ERODE (UCAN): St. Joseph Higher Secondary School in Erode district, southern Tamil Nadu, India, started a programme to train students to promote inter-religious harmony amid reports of increasing intolerance in the country.
The idea is to train students as peace builders to “spread the message of harmony among their friends, families and neighbourhood,” Father Mark Monfort, the school principal explained.
Two other Catholic schools in the district joined hands with St. Joseph school. Already, 30 students from Christian, Hindu and Muslim backgrounds have been trained, Father Montfort added.
After training, they attended a gathering of 500 students at St. Joseph school on October 25 for a programme titled, Empowering the Young as Peace Builders which began with readings from Christian, Muslim and Hindu holy books.

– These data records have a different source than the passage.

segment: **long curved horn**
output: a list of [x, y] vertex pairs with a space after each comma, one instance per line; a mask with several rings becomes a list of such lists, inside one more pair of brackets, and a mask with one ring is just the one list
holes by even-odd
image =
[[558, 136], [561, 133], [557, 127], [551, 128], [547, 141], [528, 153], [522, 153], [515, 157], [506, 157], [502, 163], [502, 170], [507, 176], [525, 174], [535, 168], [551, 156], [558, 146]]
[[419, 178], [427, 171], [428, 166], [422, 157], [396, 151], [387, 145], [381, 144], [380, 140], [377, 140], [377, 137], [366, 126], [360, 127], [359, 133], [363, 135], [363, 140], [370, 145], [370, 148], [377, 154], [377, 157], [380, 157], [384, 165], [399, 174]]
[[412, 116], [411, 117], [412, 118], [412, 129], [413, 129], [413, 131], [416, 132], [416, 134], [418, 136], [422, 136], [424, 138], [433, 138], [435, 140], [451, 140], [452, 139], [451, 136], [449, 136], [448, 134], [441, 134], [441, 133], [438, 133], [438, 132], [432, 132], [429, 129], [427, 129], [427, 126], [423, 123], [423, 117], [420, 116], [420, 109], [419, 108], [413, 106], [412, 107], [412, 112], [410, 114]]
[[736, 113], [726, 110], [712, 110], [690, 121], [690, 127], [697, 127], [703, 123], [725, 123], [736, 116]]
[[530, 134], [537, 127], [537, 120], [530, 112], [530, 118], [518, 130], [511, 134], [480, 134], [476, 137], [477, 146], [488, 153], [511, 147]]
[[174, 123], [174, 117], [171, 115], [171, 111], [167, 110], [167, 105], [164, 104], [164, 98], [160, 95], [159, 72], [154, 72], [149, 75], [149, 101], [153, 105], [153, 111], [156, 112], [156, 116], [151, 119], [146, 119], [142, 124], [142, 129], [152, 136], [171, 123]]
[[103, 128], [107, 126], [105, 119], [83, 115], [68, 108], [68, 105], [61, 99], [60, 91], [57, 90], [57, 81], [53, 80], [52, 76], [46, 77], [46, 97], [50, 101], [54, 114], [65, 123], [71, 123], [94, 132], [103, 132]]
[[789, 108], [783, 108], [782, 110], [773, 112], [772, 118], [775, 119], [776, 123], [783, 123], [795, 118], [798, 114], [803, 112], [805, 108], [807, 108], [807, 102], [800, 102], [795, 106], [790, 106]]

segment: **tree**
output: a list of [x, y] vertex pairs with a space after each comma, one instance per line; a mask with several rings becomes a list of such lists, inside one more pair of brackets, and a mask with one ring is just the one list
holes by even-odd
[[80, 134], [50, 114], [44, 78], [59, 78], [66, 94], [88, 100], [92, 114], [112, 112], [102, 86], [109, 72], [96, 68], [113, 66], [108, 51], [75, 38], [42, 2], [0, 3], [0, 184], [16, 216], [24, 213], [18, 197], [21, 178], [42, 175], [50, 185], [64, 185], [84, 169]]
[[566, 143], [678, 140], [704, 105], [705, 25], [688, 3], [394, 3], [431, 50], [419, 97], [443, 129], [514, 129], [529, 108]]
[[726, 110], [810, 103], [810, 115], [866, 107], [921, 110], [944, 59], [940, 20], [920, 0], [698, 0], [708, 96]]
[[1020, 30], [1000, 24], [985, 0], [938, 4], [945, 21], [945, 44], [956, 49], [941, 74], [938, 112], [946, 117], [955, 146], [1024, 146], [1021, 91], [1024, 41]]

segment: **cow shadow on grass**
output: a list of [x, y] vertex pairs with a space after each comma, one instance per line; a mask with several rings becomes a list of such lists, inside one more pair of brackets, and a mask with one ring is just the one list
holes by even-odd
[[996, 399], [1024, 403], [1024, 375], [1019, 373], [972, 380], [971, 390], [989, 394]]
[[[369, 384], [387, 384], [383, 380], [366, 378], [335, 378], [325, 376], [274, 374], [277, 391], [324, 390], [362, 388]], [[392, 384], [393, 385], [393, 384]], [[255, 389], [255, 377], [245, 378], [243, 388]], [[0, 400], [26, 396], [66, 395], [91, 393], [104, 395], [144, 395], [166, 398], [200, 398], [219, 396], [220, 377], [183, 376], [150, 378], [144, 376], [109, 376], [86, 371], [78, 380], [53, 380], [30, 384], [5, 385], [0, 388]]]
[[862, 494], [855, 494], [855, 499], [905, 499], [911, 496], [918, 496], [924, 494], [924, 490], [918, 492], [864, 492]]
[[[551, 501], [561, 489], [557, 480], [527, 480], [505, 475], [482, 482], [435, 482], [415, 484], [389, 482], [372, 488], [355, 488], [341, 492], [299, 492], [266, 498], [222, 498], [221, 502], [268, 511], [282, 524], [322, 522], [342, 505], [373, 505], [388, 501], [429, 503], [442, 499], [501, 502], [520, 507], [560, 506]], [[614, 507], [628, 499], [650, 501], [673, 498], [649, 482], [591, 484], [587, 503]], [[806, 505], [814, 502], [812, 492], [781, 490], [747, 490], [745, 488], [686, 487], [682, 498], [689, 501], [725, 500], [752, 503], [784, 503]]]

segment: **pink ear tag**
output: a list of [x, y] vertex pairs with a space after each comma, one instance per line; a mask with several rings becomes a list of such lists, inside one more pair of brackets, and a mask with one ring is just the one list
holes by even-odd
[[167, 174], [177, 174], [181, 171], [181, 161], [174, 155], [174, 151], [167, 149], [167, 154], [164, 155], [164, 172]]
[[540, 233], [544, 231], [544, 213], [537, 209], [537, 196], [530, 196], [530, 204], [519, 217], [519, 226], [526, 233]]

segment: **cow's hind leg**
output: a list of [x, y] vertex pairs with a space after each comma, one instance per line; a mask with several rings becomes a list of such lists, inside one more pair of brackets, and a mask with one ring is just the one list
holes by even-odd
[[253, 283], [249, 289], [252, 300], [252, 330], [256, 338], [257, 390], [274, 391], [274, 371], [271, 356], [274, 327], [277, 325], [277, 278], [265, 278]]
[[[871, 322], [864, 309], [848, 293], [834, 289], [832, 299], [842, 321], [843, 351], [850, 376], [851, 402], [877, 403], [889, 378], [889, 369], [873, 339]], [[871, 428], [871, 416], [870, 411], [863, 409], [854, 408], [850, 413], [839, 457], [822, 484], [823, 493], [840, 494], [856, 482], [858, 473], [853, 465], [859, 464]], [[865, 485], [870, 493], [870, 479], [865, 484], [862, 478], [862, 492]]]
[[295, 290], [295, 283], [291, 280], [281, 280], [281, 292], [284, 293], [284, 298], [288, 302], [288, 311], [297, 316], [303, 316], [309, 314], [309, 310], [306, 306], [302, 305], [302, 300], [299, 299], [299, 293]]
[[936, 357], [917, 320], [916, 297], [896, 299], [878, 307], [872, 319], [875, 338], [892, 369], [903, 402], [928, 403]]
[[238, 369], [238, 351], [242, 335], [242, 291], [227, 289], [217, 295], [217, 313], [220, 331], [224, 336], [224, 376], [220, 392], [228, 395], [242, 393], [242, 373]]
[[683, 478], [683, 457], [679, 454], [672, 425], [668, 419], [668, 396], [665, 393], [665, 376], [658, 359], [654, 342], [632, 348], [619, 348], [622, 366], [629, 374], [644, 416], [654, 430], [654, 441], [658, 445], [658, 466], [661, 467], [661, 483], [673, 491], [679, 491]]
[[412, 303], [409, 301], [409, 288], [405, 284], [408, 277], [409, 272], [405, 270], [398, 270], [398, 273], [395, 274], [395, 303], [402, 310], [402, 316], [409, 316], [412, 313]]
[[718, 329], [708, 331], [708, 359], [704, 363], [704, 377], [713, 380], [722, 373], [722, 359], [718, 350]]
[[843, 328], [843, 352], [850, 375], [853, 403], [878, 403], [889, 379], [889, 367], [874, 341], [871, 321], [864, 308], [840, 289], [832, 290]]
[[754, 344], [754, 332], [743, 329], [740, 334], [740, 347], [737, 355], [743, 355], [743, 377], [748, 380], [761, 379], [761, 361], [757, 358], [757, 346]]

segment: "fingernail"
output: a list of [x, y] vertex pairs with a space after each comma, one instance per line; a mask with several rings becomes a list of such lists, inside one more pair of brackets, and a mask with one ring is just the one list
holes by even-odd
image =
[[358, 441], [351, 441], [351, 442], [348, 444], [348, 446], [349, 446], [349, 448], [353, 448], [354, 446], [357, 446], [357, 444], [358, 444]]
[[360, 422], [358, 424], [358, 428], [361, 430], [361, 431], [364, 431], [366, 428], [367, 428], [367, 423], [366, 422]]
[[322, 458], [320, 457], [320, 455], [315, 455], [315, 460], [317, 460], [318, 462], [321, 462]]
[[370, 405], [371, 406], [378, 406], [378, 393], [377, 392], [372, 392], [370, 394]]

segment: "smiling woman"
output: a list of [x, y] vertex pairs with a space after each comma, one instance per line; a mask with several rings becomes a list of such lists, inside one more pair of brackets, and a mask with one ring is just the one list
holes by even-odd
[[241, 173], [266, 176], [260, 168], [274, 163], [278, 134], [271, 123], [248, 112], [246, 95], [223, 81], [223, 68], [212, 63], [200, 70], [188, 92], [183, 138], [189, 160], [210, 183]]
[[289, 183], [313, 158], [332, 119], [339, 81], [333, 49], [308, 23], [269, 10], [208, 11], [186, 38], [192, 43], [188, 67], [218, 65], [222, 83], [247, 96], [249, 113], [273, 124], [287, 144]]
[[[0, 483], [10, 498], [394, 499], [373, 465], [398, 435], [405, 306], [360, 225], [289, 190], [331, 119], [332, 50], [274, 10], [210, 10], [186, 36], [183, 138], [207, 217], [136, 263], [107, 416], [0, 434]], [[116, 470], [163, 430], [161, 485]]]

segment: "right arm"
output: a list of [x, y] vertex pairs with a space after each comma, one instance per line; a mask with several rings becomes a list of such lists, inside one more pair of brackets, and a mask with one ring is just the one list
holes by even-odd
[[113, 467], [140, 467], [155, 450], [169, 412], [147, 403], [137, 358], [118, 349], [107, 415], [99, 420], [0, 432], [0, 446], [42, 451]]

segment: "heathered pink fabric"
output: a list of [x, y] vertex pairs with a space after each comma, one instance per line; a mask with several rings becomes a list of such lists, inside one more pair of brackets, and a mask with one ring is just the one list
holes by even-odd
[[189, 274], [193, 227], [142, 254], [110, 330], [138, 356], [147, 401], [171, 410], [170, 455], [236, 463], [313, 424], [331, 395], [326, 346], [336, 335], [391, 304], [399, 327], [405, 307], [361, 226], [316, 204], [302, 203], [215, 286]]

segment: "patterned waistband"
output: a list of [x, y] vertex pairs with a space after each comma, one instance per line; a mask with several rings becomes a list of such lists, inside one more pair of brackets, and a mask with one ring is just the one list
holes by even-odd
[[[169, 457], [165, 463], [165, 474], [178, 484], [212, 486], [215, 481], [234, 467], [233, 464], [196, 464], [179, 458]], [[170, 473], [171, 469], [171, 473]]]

Kevin, a peace builder, told the gathering that religious discrimination was “harming the growth of people in India as one nation.”
“We as Indians are one and no religion should divide us,” he asserted.
Christians and Muslims in India have accused pro-Hindu groups of violently curtailing religious freedom since the Bharatiya Janata Party [BJP] of prime minister, Narendra Mod,i came to power in 2014. Modi is seeking a consecutive third term with the polls next year. Hindu groups that support the BJP want to make India a theocracy, though the Indian constitution envisages a secular nation.
We as Indians are one and no religion should divide us
Right-wing Hindu groups have accused Christians, who only account for 2.3 per cent of India’s population of 1.4 billion, of mass-scale religious conversion. Eleven Indian states, most ruled by the BJP, have enacted a draconian anti-conversion law, which is often used to target Christians in the country. Muslims, who make up more than 14 per cent of the population, are often attacked and killed by right-wing Hindu mobs for eating beef and for conducting loud prayers.
During a hearing on ‘Advancing Religious Freedom within the US–India Bilateral Relationship’ on September 20, the United States Commission on International Religious Freedom said yet again that “religious freedom conditions in India have notably declined in recent years.”
Sister Stella Balthazar, provincial of the Ooty province of the Franciscan Missionaries of Mary, who was the chief guest at the gathering of peace builders, asked students to learn India’s constitution and its basic tenets of democracy, secularism and fraternity.
“We see a rise in hostility and intolerance in many parts of the country,” Sister Balthazar lamented.
Kruthiharini G. C, a Hindu peace builder, wanted to eliminate the urban-rural divide in the country.
“Unless we remove this, there is little chance for peace and harmony,” Kruthiharini explained.
Father Monfort said the school was planning to organise similar programmes.